The future of online social interactions: What to expect in 2020

Authors
  • A. John
  • L. Adamic
  • M. Davis
  • F. Nack
  • D.A. Shamma
  • D.D. Seligmann
Publication date 2008
Book title Proceedings of the 17th International World Wide Web Conference (WWW 2008)
ISBN
  • 9781605580852
Event 17th International World Wide Web Conference (WWW 2008), Beijing, China
Pages (from-to) 1255-1256
Publisher New York, NY: Association for Computing Machinery (ACM)
Organisations
  • Faculty of Science (FNWI) - Informatics Institute (IVI)
Abstract
Blogs, wikis, tagging, podcasts, and social networking websites such as MySpace, Facebook, Flickr and YouTube have radically changed user interactions on the World Wide Web from a static, one-way, consumption model to a dynamic, multi-way, participation model. Broad user power and flexibility have changed how people engage in and experience their interconnections, interests, and collaborations.
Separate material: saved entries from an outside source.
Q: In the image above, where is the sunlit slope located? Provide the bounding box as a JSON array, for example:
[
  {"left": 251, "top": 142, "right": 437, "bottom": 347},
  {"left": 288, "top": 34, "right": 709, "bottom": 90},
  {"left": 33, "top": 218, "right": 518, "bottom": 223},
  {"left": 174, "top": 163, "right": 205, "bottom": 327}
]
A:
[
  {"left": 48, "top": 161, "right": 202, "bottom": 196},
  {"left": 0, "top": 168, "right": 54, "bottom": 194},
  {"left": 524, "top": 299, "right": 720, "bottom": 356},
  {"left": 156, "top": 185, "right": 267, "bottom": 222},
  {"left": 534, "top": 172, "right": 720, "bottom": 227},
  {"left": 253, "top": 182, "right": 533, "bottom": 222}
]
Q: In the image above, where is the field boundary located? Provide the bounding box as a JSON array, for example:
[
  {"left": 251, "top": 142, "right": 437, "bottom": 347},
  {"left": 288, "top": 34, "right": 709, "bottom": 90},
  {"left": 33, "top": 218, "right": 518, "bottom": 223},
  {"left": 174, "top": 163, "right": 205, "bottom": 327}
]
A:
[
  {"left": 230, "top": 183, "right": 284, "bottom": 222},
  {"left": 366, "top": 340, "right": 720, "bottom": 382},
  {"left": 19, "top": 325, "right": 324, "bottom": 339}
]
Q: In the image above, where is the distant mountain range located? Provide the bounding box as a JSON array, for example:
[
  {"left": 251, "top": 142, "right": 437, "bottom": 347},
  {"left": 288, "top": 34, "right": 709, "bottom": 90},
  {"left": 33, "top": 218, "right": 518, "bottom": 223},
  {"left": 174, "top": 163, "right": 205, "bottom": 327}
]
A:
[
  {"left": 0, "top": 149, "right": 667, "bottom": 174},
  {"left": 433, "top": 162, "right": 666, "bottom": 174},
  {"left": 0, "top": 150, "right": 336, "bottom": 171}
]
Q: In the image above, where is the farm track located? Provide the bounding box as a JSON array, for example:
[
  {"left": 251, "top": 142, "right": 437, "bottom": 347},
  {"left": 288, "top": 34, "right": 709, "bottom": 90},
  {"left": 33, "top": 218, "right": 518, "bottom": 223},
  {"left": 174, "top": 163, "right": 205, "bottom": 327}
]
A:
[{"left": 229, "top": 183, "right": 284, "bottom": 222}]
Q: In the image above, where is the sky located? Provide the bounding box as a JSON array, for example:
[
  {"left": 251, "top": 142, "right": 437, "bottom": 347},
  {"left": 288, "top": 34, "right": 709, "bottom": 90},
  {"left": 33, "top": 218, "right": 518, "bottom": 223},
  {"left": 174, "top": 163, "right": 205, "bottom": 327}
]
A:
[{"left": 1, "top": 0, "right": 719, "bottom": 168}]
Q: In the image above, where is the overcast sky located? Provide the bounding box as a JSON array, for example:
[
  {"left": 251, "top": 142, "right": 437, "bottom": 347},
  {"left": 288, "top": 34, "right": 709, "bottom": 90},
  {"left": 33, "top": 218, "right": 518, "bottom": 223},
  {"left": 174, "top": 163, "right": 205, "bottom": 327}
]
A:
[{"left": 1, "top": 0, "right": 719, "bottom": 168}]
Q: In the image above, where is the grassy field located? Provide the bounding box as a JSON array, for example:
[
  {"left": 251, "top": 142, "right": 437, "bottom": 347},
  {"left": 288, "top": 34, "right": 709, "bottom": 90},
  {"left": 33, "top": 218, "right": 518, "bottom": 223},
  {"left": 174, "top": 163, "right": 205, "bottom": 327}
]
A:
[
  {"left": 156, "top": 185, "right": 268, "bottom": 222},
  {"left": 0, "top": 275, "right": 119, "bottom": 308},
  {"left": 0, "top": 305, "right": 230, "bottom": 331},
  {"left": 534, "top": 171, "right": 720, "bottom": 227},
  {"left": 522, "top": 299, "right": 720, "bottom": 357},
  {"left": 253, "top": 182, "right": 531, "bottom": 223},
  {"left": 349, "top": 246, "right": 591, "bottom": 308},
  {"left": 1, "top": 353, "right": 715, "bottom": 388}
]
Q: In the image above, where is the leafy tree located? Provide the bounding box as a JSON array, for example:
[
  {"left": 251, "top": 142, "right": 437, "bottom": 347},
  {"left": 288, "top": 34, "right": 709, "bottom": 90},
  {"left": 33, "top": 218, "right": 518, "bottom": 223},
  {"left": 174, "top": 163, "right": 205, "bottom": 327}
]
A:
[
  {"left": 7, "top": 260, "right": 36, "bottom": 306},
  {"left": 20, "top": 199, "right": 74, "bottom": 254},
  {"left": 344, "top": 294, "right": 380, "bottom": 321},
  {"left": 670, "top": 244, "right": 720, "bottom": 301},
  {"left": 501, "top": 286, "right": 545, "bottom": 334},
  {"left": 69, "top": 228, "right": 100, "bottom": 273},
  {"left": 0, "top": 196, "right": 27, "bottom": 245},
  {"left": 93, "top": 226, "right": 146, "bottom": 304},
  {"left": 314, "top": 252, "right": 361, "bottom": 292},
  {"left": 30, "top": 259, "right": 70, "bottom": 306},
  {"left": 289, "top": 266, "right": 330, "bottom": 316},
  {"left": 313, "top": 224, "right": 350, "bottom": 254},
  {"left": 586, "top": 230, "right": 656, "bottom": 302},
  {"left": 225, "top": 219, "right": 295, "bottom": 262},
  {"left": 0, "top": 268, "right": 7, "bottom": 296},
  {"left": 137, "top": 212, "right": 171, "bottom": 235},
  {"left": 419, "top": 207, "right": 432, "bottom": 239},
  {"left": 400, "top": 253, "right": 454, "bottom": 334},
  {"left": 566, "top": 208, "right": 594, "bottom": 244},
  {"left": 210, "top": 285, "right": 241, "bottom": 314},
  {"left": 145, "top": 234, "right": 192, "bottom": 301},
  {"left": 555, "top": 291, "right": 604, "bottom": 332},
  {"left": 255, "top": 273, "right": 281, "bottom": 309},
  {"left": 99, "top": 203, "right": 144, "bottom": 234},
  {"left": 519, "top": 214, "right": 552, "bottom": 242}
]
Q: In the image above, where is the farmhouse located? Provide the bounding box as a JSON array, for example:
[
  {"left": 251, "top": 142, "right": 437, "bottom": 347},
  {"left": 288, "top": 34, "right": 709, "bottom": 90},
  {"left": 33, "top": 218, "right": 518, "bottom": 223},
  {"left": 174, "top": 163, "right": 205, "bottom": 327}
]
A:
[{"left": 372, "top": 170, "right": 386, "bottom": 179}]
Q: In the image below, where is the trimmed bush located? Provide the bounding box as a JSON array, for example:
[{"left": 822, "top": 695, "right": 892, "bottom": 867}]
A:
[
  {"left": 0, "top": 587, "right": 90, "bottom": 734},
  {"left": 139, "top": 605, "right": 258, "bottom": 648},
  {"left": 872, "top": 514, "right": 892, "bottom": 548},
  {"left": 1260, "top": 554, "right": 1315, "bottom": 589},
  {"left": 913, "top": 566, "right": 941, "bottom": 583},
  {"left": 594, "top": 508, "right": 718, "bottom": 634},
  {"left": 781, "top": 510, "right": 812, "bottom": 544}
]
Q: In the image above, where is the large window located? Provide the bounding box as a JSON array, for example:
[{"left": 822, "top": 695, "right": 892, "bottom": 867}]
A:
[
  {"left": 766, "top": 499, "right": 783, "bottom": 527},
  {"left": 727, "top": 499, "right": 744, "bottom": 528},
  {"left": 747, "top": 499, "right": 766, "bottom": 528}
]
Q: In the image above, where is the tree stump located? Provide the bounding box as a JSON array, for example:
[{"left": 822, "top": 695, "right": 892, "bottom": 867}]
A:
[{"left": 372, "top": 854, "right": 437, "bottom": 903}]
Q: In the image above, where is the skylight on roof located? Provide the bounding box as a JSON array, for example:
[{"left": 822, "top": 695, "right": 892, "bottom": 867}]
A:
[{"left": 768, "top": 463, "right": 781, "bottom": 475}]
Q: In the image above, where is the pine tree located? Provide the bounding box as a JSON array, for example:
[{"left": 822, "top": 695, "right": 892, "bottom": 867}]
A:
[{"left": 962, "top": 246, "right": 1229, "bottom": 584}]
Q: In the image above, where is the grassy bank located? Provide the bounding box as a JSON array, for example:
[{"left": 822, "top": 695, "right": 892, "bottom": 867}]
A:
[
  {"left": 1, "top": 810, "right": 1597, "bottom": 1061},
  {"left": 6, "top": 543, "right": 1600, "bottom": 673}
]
Online social interactions will evolve in the next decade to address the growing needs of its user community and make entries into many aspects of our lives. This evolution may very well be among the most exciting ones of our times where the individual and collective power of people to contribute and share content, experiences, ideas, expertise etc. may be even more enhanced than it is today. The enhancement may be shaped through a better understanding of user needs and behavior and it may be enabled through the seamless convergence of multi-modal technologies, new applications, new domains, data mining and better navigational and search capabilities. Some of these changes will also permeate into the workplace and change the way we work. This panel will discuss how online social interactions may evolve in the next decade and what impact it may have on diverse dimensions in our world.